# Bad Neutral Safety Switch



## bottomgun (Jan 3, 2004)

OK...Now that I have finally fixed my pesky little Distributor O-Ring problem, I have turned my sights onto my Neutral Safety Switch. For years now I have had to jiggle the gear shifter for her to start ('94 Altima with A/T). Anyone have an idea where it may be? I have taken out the center console thinking it was there and no luck. Once found, can I test it or would it be more beneficial to just replace it? My Hayne's manual is no help on this one.


----------



## KA24Tech (Feb 2, 2004)

bottomgun said:


> OK...Now that I have finally fixed my pesky little Distributor O-Ring problem, I have turned my sights onto my Neutral Safety Switch. For years now I have had to jiggle the gear shifter for her to start ('94 Altima with A/T). Anyone have an idea where it may be? I have taken out the center console thinking it was there and no luck. Once found, can I test it or would it be more beneficial to just replace it? My Hayne's manual is no help on this one.


It is in the Haynes manual in section 7B on page 4. 
The switch is located on the trans where the shift cable attaches to the trans. First remove the cable, loosen the switch retaining screws, set the switch to the neutral position and line it up with a 5/32 drill bit, then tighten the retaining screws.
Hope this helps...

Troy


----------



## bottomgun (Jan 3, 2004)

For some reason it isn't in my Haynes. But anyhow, found it on the Autozone site and everything aligned perfectly. Could the cable be stretched after 195k miles or the switch itself could be screwed inside?

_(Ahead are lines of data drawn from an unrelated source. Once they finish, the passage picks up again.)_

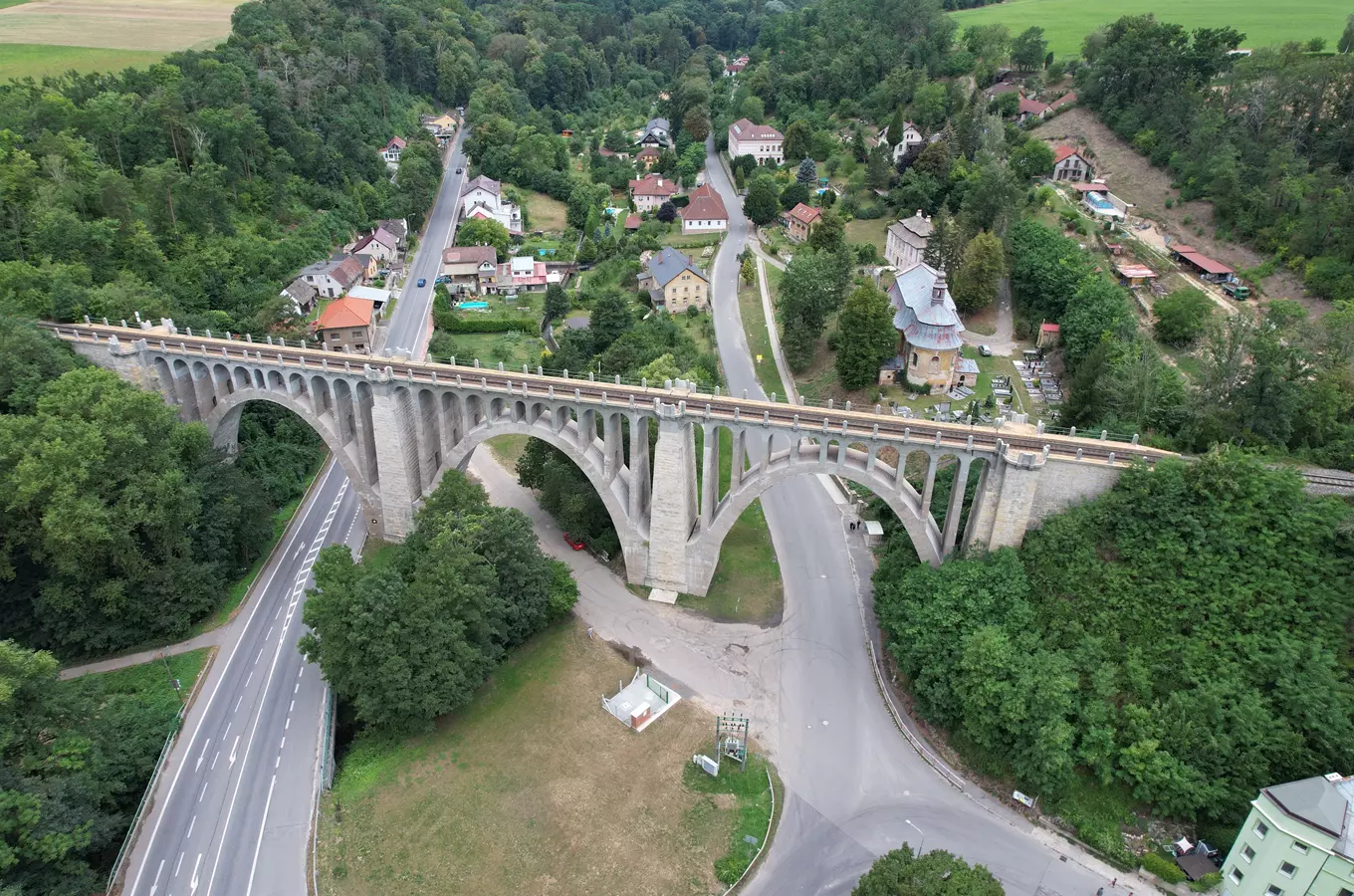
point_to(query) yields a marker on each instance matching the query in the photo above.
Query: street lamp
(922, 846)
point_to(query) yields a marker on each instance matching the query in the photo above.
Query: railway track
(837, 422)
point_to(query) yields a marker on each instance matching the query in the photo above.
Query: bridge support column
(397, 458)
(639, 478)
(710, 474)
(956, 505)
(673, 507)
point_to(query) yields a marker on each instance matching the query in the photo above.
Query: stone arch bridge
(397, 428)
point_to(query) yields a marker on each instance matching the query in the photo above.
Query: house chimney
(939, 289)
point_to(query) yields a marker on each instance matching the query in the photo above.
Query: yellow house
(674, 282)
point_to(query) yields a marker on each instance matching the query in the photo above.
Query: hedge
(454, 323)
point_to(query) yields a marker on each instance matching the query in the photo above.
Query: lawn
(41, 60)
(544, 213)
(1067, 22)
(537, 789)
(872, 232)
(747, 586)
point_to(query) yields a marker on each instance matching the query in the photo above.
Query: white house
(763, 142)
(905, 142)
(484, 199)
(393, 149)
(704, 213)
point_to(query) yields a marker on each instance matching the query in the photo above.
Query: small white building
(763, 142)
(484, 199)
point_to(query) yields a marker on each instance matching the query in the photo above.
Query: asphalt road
(232, 811)
(853, 786)
(409, 328)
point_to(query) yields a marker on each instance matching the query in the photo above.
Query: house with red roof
(651, 191)
(345, 324)
(1068, 164)
(763, 142)
(704, 213)
(799, 221)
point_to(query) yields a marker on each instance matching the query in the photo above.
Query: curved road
(853, 786)
(232, 809)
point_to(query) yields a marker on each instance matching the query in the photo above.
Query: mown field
(1066, 22)
(52, 37)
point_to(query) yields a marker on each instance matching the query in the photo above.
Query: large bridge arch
(224, 426)
(539, 422)
(786, 464)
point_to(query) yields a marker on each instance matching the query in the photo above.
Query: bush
(1163, 868)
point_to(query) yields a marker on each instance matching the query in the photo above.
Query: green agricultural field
(41, 60)
(1066, 22)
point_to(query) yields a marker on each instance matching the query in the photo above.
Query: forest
(1184, 636)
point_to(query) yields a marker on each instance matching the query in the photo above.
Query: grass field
(535, 789)
(1067, 22)
(38, 61)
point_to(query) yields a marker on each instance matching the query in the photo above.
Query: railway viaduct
(397, 426)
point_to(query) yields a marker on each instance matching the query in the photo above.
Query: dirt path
(1136, 180)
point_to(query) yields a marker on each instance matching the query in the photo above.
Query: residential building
(657, 134)
(379, 243)
(1068, 164)
(484, 199)
(800, 219)
(470, 268)
(647, 157)
(763, 142)
(1029, 109)
(1297, 840)
(398, 228)
(651, 191)
(302, 296)
(903, 142)
(905, 243)
(928, 328)
(704, 213)
(393, 149)
(378, 298)
(334, 277)
(345, 324)
(673, 282)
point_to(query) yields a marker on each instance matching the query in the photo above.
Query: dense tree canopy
(414, 636)
(1181, 635)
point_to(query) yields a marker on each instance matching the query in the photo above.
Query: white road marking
(158, 870)
(273, 669)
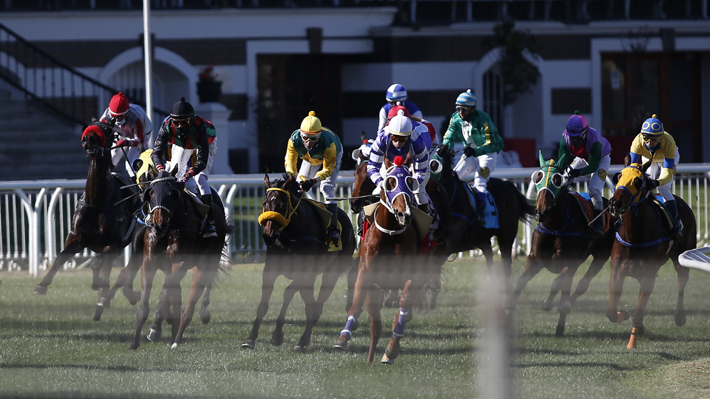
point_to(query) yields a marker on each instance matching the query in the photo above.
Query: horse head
(631, 187)
(549, 182)
(164, 199)
(398, 191)
(277, 207)
(97, 139)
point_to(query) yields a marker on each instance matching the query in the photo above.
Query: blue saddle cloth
(490, 213)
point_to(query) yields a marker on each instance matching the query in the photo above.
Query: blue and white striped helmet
(466, 98)
(396, 92)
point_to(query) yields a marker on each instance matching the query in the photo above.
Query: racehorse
(643, 245)
(465, 235)
(103, 220)
(561, 242)
(173, 243)
(294, 235)
(388, 261)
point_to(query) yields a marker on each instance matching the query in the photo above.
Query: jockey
(134, 127)
(396, 93)
(400, 138)
(475, 129)
(187, 133)
(655, 143)
(317, 145)
(586, 152)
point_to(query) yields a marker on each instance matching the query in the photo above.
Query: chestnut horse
(643, 245)
(294, 234)
(561, 242)
(174, 244)
(388, 261)
(103, 220)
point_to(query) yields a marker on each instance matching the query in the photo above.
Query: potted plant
(208, 87)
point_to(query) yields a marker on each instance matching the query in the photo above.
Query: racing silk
(384, 111)
(325, 152)
(664, 152)
(418, 146)
(477, 131)
(594, 148)
(137, 127)
(199, 137)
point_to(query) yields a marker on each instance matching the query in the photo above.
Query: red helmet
(395, 109)
(118, 105)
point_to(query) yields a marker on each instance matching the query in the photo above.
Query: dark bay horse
(173, 243)
(103, 220)
(561, 242)
(389, 260)
(294, 236)
(465, 235)
(643, 245)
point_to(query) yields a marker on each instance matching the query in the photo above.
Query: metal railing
(35, 216)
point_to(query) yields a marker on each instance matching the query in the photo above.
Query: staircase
(38, 144)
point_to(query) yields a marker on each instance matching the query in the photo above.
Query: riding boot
(677, 229)
(333, 234)
(208, 229)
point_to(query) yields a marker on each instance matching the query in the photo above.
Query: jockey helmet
(576, 124)
(396, 92)
(395, 110)
(182, 110)
(118, 105)
(466, 99)
(652, 126)
(310, 125)
(400, 125)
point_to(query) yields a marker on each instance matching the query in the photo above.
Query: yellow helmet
(311, 124)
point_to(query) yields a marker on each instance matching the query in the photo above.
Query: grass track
(49, 347)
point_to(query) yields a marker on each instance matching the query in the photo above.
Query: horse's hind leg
(277, 337)
(71, 247)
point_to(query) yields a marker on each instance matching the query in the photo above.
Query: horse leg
(277, 337)
(683, 274)
(404, 315)
(373, 303)
(147, 274)
(71, 247)
(267, 287)
(199, 282)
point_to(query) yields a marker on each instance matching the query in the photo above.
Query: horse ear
(541, 158)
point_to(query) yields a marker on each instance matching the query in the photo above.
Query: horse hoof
(249, 344)
(153, 335)
(386, 360)
(547, 305)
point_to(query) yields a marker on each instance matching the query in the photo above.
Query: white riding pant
(654, 172)
(327, 186)
(479, 167)
(596, 179)
(182, 156)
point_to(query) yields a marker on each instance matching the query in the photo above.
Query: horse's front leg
(404, 315)
(277, 337)
(71, 247)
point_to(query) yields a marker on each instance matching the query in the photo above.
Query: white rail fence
(36, 216)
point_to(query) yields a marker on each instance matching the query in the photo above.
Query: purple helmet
(576, 125)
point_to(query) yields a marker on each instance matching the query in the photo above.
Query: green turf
(50, 347)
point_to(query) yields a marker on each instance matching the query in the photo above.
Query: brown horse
(643, 245)
(103, 220)
(294, 236)
(466, 235)
(561, 242)
(173, 243)
(388, 261)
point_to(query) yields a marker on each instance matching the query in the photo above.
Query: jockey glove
(574, 173)
(308, 184)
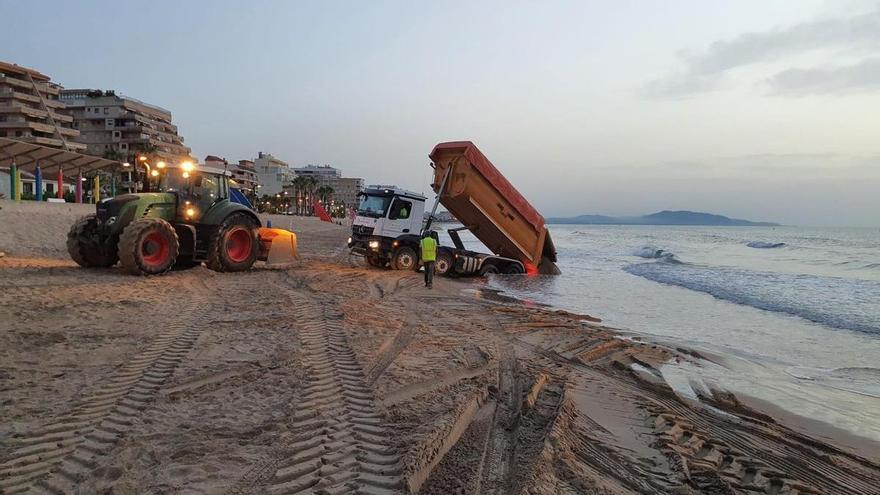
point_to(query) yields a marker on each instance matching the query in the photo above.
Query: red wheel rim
(155, 249)
(239, 245)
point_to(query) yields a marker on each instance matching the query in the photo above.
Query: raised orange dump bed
(486, 203)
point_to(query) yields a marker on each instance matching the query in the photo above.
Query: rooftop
(23, 71)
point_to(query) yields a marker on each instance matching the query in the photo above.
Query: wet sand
(332, 377)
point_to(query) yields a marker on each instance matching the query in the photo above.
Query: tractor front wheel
(148, 246)
(85, 247)
(234, 247)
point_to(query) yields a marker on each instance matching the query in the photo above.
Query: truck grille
(361, 230)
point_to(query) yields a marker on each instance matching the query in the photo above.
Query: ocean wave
(765, 245)
(850, 304)
(653, 253)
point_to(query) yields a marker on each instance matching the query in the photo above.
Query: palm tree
(299, 186)
(324, 194)
(311, 184)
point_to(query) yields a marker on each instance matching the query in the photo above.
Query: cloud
(864, 75)
(703, 71)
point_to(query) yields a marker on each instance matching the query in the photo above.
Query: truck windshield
(374, 206)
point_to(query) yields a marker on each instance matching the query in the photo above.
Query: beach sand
(331, 377)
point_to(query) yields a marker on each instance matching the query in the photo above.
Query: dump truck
(186, 218)
(389, 222)
(484, 201)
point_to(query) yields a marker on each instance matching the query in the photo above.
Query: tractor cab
(198, 188)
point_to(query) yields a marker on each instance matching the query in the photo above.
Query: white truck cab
(387, 230)
(387, 226)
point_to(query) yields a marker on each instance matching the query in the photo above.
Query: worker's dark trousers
(429, 273)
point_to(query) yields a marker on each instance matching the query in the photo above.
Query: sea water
(793, 313)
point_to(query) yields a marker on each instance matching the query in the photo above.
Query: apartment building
(31, 111)
(272, 174)
(345, 189)
(322, 173)
(245, 174)
(109, 123)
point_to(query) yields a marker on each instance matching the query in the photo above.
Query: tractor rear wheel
(234, 247)
(85, 247)
(148, 246)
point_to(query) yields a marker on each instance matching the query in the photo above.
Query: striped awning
(27, 156)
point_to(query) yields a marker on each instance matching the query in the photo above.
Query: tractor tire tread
(84, 253)
(216, 261)
(131, 236)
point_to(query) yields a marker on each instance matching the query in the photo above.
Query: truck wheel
(514, 269)
(234, 246)
(443, 266)
(85, 247)
(148, 246)
(405, 259)
(487, 270)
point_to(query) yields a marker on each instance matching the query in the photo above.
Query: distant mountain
(665, 217)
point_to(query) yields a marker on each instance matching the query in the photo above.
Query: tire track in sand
(339, 443)
(68, 448)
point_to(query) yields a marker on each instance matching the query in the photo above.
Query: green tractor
(186, 219)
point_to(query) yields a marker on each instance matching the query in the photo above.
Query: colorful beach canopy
(27, 156)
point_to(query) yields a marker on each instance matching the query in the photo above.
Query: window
(206, 189)
(400, 210)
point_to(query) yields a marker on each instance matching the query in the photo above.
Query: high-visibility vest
(429, 249)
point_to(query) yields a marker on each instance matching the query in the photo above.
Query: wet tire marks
(339, 442)
(70, 447)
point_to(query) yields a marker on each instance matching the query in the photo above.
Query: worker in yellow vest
(429, 256)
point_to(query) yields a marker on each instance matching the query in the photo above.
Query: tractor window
(400, 210)
(206, 188)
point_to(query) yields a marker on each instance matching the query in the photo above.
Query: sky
(764, 110)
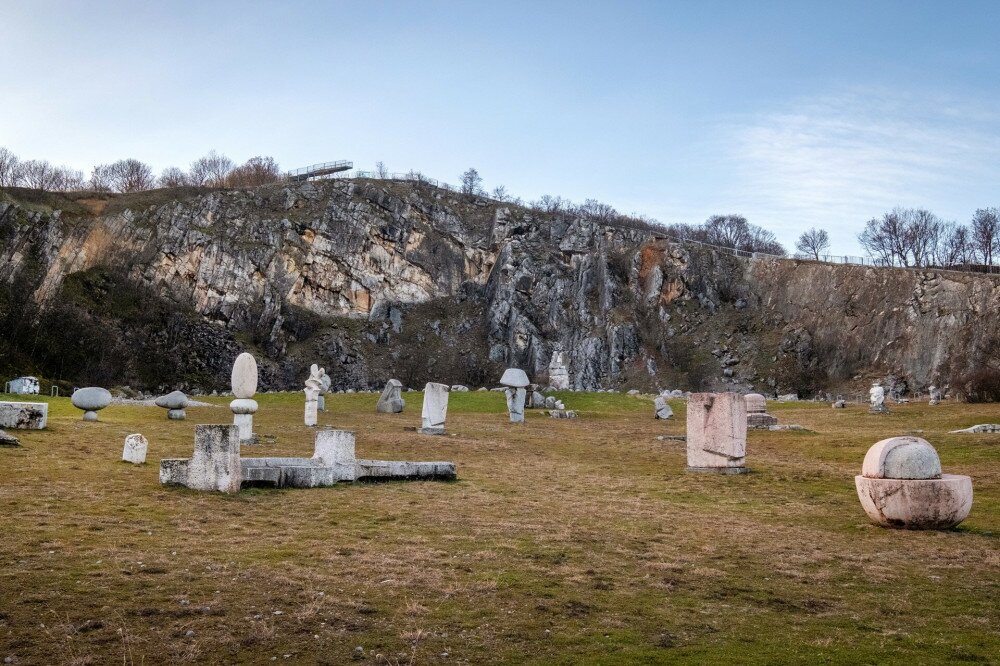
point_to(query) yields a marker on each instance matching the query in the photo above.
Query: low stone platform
(24, 415)
(217, 464)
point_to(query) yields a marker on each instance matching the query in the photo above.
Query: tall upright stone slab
(392, 401)
(558, 373)
(215, 464)
(244, 384)
(314, 387)
(717, 433)
(435, 409)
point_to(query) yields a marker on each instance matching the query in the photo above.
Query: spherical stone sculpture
(175, 403)
(901, 485)
(91, 400)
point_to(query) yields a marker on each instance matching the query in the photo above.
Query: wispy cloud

I have lived with this problem since I bought the car at 19k miles but it is getting worse.


----------



## KA24Tech (Feb 2, 2004)

bottomgun said:


> For some reason it isn't in my Haynes. But anyhow, found it on the Autozone site and everything aligned perfectly. Could the cable be stretched after 195k miles or the switch itself could be screwed inside? I have lived with this problem since I bought the car at 19k miles but it is getting worse.


The switch could be bad internally if the adjustment didn't work. Try doing the continuity checks as referenced by the manual in the section just before the adjustment. I don't think a stretched cable is the problem, I think the switch is getting worse.

Troy


----------



## Sebanis (May 10, 2004)

Good morning,

For a while I had to jiggle the shift in order to get the car to start. I had the neutral safety switch replaced, and that fixed the probelm. For a while.

It's very infrequent, but I still have that problem. I've been dealing with it, but am browsing around for a better fix. Apparently it isnt the neutral safety switch.

Joe


----------



## KA24Tech (Feb 2, 2004)

Try doing the switch adjustment but first I recommend buying the Haynes manual. The manual is a good reference to guide you through most basic to mid-level repairs.

Troy


----------